Его лицо пылало, янтарные глаза, сверкавшие лихорадочным возбуждением, напоминали отполированные стеклянные бусины. Можно было не сомневаться, что что-то действительно подсказывало ему. Она не могла вспомнить его таким взволнованным. Для Хазефена Муери было несвойственно столь открытое проявление эмоций.

В тог момент ей только не хватало этого бешеного взрыва. Она еще не могла отойти от потрясения из-за увиденного в душе Нилли Аруиланы, ей хотелось вернуться в монастырь и отдохнуть.
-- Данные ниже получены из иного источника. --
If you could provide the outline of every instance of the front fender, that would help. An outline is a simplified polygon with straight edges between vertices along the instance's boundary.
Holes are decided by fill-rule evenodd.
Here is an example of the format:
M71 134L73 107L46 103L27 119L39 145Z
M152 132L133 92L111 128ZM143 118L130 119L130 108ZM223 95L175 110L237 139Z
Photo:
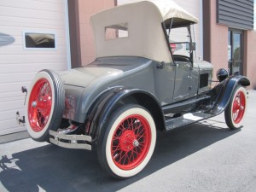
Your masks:
M212 102L212 103L213 104L208 113L218 115L224 112L230 102L233 92L237 85L248 86L250 85L250 81L247 78L241 75L230 76L214 87L209 92L209 95L215 101Z

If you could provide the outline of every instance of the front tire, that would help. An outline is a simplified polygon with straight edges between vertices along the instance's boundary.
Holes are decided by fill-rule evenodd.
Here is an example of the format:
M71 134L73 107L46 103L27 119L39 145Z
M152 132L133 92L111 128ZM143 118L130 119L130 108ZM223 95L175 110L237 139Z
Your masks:
M148 163L155 146L151 114L138 105L116 110L101 134L97 154L102 166L118 178L132 177Z
M224 116L230 130L241 127L247 105L247 96L244 87L239 85L235 90L231 100L225 109Z
M26 99L26 130L32 139L49 141L49 131L56 131L62 119L64 100L57 73L44 69L36 74Z

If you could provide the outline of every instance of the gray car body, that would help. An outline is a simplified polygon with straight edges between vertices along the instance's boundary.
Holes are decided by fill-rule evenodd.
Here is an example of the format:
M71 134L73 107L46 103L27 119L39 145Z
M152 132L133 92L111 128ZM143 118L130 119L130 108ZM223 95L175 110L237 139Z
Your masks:
M199 77L207 73L211 79L212 70L206 61L160 63L143 57L99 58L61 73L66 95L64 118L84 123L97 98L115 87L141 90L154 96L160 106L186 100L210 89L211 84L199 87Z

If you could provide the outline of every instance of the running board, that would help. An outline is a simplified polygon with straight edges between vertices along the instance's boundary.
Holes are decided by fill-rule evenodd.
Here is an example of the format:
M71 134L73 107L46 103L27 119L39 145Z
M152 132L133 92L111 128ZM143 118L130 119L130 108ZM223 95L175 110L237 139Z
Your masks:
M166 131L172 130L177 127L187 125L189 124L193 124L211 117L214 115L205 113L203 112L195 112L185 113L183 116L177 118L171 118L166 120Z

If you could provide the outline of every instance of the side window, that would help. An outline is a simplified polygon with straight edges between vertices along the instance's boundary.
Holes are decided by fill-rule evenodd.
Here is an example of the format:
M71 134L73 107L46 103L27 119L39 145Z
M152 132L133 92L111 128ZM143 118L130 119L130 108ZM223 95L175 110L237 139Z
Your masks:
M167 33L169 32L167 31ZM169 44L173 55L183 55L189 57L190 54L189 33L187 27L171 29ZM195 46L192 44L192 46ZM193 48L191 48L194 49Z
M55 49L55 33L24 32L25 49Z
Спокойный обед с милым, старым Стэйпом, пара бутылок вина и кровать… да…

«Пусть все идет своим чередом, — решила она. — Новые культы, новые боги, что угодно. Я сегодня здорово поработала. Я устала. Я хочу полежать».

— Возможно, ты сильно преувеличиваешь, — холодно произнесла она. — Да, дети любят Кандалимона. Он сумел их удивить. Он рассказывал им интересные истории. И теперь они оплакивают его. Они приносят его душе жертвы. По дороге сюда я видела это — невинный жест, воспоминания и ничто больше. Через несколько дней все пройдет. Он станет частью истории, Креш внесет это в свои летописи, и все закончится.

— А если вы неправы? Если вместо этого произойдет революция? Что тогда, Болдиринфа? — Он возбужденно взмахнул руками.

Но с нее было достаточно.

— Хазефен Муери, если тебя тревожат подобные вещи, поговори с Танианой, — сказала она. — Я толстая и старая — слишком толстая и слишком старая, — так что какие изменения ни произойдут, если это вообще случится, я вряд ли стану их свидетелем. А если и увижу, то выдержу и это, потому что за свою жизнь столько повидала, что ты даже представить не можешь. Позволь я теперь пойду. Может, Муери даст тебе успокоение? Или, если хочешь, Накаба? Для меня все боги едины.